Rebecca Brewer (C’18), an attendee, said, “This event was a great opportunity to learn about some of the great ideas both students and community members hope to implement, along with a great meal and fellowship.” The first of the four projects, The Green Space, presented by Sabeth Jackson and Chris Young, focused on “building a community by providing a creative gathering space.” This creative gathering space is The Green Space, located in downtown Sewanee. The space “provides a pottery studio for Sewanee students, for families in a home-schooling co-op called the Green Club, and for a Boy Scout Troup.” If the funding were awarded to The Green Space, the organization would use the money for improvements to the building.

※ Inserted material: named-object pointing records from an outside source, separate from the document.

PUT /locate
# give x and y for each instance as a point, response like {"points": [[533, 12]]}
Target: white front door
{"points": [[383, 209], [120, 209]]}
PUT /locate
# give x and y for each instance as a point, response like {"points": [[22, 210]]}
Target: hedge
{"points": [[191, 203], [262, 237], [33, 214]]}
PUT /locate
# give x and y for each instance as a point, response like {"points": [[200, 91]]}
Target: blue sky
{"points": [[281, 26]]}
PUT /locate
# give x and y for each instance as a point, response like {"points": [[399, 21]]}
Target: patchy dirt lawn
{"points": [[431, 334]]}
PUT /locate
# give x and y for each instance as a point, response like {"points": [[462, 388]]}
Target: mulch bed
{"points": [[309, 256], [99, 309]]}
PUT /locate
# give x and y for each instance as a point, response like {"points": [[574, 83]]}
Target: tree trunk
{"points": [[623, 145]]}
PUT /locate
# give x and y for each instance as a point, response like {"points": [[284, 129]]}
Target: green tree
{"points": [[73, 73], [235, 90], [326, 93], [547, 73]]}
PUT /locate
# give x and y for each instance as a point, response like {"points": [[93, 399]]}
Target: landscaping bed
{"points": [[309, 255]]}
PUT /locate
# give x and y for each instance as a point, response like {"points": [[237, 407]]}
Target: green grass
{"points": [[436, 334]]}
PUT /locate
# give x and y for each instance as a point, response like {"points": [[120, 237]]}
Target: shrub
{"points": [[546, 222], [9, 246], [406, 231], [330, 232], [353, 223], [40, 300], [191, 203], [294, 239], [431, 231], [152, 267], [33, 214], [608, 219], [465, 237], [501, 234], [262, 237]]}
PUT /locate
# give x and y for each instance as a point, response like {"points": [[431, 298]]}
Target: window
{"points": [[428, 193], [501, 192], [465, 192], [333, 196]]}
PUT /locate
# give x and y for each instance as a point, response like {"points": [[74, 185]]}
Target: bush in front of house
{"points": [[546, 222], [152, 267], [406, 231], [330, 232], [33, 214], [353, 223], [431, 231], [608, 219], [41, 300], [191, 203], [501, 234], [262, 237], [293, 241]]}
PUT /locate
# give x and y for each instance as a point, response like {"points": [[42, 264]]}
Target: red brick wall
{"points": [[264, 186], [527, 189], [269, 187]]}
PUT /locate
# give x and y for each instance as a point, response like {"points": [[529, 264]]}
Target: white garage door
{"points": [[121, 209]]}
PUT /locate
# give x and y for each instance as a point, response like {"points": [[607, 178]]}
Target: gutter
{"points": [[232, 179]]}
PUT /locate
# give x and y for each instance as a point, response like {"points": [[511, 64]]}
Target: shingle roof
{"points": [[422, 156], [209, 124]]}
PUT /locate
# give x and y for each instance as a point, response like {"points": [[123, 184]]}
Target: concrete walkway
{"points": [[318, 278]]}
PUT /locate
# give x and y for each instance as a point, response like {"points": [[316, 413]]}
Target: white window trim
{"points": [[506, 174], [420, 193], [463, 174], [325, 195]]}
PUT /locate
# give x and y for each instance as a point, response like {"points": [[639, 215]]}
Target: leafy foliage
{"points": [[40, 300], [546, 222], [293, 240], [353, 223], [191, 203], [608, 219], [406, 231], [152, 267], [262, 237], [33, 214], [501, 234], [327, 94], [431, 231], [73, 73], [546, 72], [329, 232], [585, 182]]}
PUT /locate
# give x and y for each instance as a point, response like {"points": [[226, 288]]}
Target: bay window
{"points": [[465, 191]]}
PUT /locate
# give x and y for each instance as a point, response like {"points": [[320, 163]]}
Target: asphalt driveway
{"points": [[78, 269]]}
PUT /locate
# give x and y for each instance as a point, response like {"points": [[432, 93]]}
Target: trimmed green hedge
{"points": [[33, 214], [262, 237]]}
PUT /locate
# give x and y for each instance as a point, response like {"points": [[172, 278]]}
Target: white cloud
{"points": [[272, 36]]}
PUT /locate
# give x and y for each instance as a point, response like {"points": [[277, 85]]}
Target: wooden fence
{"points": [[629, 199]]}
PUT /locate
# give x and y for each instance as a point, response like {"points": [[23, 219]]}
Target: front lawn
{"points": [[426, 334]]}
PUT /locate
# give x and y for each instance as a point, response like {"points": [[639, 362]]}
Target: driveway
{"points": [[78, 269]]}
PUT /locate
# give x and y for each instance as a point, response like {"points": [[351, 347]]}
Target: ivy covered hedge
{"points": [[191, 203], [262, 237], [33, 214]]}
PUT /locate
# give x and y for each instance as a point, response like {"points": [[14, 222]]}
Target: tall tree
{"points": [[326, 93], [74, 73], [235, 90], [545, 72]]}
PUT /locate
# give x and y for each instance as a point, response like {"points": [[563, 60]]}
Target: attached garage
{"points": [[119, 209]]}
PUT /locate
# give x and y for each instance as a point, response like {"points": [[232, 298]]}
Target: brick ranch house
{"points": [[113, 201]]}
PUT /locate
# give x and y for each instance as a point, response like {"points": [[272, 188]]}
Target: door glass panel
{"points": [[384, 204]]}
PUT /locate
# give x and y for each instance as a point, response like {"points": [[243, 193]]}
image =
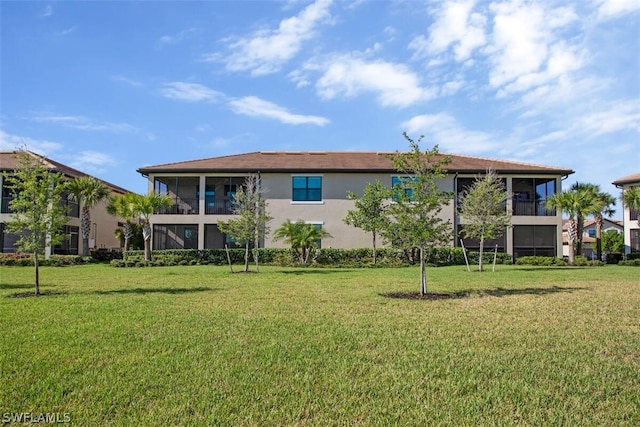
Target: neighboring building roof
{"points": [[631, 179], [9, 161], [337, 161]]}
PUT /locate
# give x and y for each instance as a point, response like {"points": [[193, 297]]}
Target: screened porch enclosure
{"points": [[186, 194], [530, 196]]}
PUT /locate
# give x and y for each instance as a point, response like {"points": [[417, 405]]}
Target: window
{"points": [[70, 245], [635, 240], [307, 188], [175, 236], [403, 182], [534, 240]]}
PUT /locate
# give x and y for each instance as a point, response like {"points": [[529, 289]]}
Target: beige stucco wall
{"points": [[333, 208]]}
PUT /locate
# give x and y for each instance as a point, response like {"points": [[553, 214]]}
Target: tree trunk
{"points": [[374, 247], [599, 237], [35, 263], [246, 257], [423, 273], [85, 230], [146, 233], [128, 233], [481, 252]]}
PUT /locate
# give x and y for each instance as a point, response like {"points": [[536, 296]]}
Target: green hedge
{"points": [[362, 257]]}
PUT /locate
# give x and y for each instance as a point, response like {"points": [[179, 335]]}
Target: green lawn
{"points": [[200, 346]]}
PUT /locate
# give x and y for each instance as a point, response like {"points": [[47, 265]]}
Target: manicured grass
{"points": [[200, 346]]}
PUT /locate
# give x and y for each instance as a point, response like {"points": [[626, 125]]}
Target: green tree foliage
{"points": [[251, 224], [612, 241], [123, 206], [631, 199], [144, 207], [301, 236], [37, 216], [602, 206], [88, 192], [370, 210], [415, 220], [576, 204], [588, 195], [483, 207]]}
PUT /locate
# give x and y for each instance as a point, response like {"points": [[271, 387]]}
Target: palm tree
{"points": [[631, 199], [88, 192], [144, 207], [603, 205], [301, 236], [123, 206], [588, 200], [574, 204]]}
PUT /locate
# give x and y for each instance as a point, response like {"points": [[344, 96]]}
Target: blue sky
{"points": [[108, 87]]}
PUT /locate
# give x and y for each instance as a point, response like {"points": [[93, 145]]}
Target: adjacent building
{"points": [[313, 186], [630, 218], [102, 229]]}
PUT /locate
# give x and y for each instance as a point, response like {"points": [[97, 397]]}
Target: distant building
{"points": [[312, 186], [103, 227], [630, 218]]}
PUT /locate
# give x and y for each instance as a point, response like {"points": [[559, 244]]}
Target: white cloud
{"points": [[267, 50], [192, 92], [525, 49], [455, 25], [256, 107], [41, 146], [395, 84], [84, 123], [444, 130], [92, 161], [176, 38]]}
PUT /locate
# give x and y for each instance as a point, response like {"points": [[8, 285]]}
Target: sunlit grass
{"points": [[200, 346]]}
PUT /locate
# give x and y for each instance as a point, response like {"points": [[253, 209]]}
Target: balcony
{"points": [[531, 208], [5, 205], [181, 206]]}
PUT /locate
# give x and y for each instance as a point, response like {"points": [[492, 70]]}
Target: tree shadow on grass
{"points": [[497, 292], [16, 286], [306, 271], [142, 291]]}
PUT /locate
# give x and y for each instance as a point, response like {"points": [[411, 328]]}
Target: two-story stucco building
{"points": [[103, 227], [630, 216], [312, 186]]}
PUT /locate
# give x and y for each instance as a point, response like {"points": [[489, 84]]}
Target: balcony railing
{"points": [[218, 207], [531, 208], [181, 206], [5, 205]]}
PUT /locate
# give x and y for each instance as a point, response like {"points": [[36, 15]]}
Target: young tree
{"points": [[612, 241], [301, 236], [631, 199], [483, 207], [415, 220], [88, 192], [370, 213], [251, 226], [37, 216], [144, 207], [123, 206]]}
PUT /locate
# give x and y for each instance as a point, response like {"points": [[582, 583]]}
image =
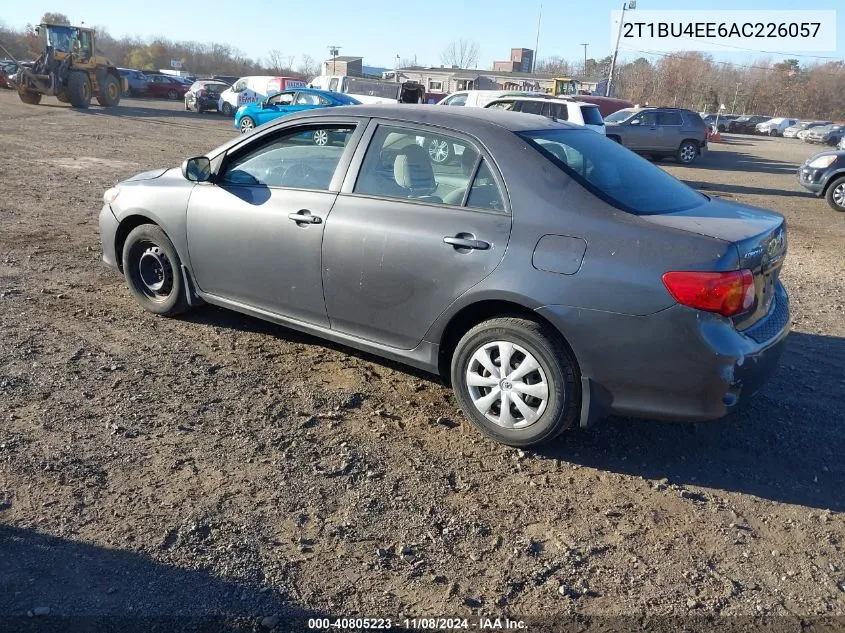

Margo Shea, Catherine Casselman (C’17), Dallas Snyder (C’17), Tyler Fishback (C’17), and Madison Willis (C’16) presented Around Here: The Places Project. The Places Project “aims to collect, share and save the stories of the places that matter to the people who live and work on and around the mountain.” The project aspires to break down stereotypes amongst residents of the mountain. The project has a Facebook page, Around Here: The Places Project, and a website, www.theplacesproject.org, for people to tell their story.
Lauren Newman (C’18) presented The Eco Art Competition. Newman’s idea is for “a recycled art of ‘eco-art’ competition open to all ages and skill levels across the South Cumberland Plateau community.” The team’s hope is to raise awareness regarding the waste crisis of our world. Kids within the local elementary, middle, and high schools would create art out of “waste” from their lives, compiling them into an art exhibit.
The winner of the Sewanee Soup Night was Nora Viñas (C’17) with her project: DIVAS. DIVAS, a program Viñas began her freshman year of college, stands for dreamer, independent, valuable, ambitious, and strong and is a mentoring program within Franklin County High School. The program targets young women within the school to “encourage the girls to work towards their dreams and harness the values and identity installed in DIVAS.” Viñas will use the money to begin a scholarship fund for the women within the program. The scholarship will provide financial assistance to girls in the program seeking higher education. Viñas was “overjoyed that the Soup funding will directly benefit the first graduating class of DIVAS. It will encourage the mentors for the class of 2018, 2019, and onward, to go the extra mile for their girls. This is the beginning of a yearlong fundraising campaign of financing the dreams of Franklin County High School’s DIVAS class of 2017.”